A contrario, à défaut d’avoir pu avoir connaissance des griefs reprochés avant l’entretien préalable, le salarié n’a pas pu avoir la possibilité de se défendre utilement contre les reproches formulés qu’il découvre lors de l’entretien préalable.

Les salariés ne découvrent les griefs qui leur sont reprochés qu’au moment de l’entretien, et pendant le déroulement de celui-ci.

Ils ne peuvent pas se défendre équitablement.

La procédure de licenciement individuel comporte un entretien préalable qui constitue le seul moment où le salarié a la possibilité de s’expliquer sur les faits qui lui sont reprochés et se défendre.

Il est constant que le respect des droits de la défense implique que celle-ci puisse être préparée en connaissance de cause, dans la perspective de l’entretien préalable, c’est-à-dire en connaissant non seulement la sanction envisagée, mais surtout les reproches que l’employeur s’apprête à articuler à l’encontre de son salarié.

Il est tout aussi constant qu’il s’agit là d’une garantie de fond et d’un principe fondamental pour le respect des droits de la défense dont le non-respect entache le licenciement de nullité.

De plus, lorsque les griefs figurant dans la lettre de licenciement sont particulièrement technique, ils nécessites des réponses ou justifications techniques de la part du salarié qui ne sauraient être improvisés pendant l’entretien préalable.

Conseil de Prud’hommes d’Evreux, 26 mai 2015 n° F 13/00379

Dans un arrêt du 07 mai 2014 la Cour d'appel de Paris (Pôle 6, Chambre 6) retient pour la première fois cette argumentation et indique que :

"La salariée rappelle que par lettre du 3 décembre 2007, elle avait demandé à l'employeur compte tenu de la voie disciplinaire qu'il avait manifestement choisi du fait de la mise à pied conservatoire, de préciser les faits qu'il envisageait de sanctionner, lettre restée sans réponse jusqu'à l'entretien préalable fixé le 10 décembre 2007, qui n'a pas davantage été reporté, pour permettre un échange sur ces questions.
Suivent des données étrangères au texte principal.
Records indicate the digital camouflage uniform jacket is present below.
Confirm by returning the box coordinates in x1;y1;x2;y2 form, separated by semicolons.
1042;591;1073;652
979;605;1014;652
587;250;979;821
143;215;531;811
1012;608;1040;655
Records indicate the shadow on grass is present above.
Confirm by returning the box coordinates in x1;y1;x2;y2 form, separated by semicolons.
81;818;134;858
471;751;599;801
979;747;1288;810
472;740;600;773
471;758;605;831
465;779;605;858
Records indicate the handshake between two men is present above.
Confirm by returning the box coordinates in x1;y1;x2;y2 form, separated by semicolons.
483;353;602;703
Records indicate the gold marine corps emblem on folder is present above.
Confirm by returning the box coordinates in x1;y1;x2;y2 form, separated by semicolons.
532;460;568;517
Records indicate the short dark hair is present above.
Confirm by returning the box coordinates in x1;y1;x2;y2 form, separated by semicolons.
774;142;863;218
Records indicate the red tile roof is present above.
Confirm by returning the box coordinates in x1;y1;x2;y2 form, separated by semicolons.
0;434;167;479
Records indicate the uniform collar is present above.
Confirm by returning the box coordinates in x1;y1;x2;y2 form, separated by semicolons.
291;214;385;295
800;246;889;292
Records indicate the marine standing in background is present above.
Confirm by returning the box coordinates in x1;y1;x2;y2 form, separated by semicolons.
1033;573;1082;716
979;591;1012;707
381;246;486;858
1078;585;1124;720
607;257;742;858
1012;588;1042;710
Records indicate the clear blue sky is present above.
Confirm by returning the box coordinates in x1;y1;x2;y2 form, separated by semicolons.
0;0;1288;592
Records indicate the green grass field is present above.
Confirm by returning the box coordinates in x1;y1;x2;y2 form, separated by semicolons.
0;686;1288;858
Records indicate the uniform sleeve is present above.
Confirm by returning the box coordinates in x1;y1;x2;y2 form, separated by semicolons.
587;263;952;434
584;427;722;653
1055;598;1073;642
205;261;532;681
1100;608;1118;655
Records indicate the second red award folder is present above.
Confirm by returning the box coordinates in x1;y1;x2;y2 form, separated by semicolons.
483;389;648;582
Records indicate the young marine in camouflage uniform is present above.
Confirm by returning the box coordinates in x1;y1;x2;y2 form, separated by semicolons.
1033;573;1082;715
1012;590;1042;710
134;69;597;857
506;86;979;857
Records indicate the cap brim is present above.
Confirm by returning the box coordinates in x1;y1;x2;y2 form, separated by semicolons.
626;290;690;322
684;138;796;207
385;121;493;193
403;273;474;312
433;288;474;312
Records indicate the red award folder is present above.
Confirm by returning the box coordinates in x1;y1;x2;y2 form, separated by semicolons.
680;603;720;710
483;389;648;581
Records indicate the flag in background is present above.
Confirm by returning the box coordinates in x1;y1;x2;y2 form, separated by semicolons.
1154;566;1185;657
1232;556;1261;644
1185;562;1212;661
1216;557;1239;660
De ce fait et considérant qu'elle ne pouvait correctement préparer sa defense, dans de telle conditions Mme X a décide de ne pas participer à cet entretien préalable.

Elle rappelle que l'article 7 de la convention n°158 de l'OIT dispose "qu"un licenciment ne peut intervenir avant que le salarié n'ait la possibilité de se défendre contre les allégations formulées par son employeur". Cette convention, ratifiée par la France, est d'application directe.

Rappelant également les dispositions de l'article L1232-2 du code du travail qui prévoit que la lettre de convocation à un entretien préalable doit préciser "l'objet de la convocation", Mme X soutient que ceci doit s'étendre comme non seulement informer sur la sanction envisagée mais aussi sur les autres causes de l'entretien c'est à dire des raisons de cette sanction.

La cour considère en effet que l'entretien préalable consituant la seule étage de la préocédure pendant laquelle le salarié a, légalement, le droit de s'expliquer sur les faits qui lui sont reprochés, avaec l'aide d'un défenseur, le respect des droits de la défense implique effectivement, que celle-ci puisse être préparée, dans la perspective de l'entretien préalable en connaissance de cause, c'est à dire en connaissant, non seulement la sanction que l'employeur envisage de prendre, mais surtout les reproches que l'employeur s'apprête à articluler à l'encontre de son salarié.

S'agissant d'une garantie de fond, ce manquement dans le respect des dispositions de la convention 158 de l'OIT, mais aussi d'un principe fondamental pour le respect des droits de la défense, entache de nullité ledit licenciement.

Cette atteinte aux droits de la défense justifie l'allocation à la salariée de la somme de 1000 € qu'elle sollicite.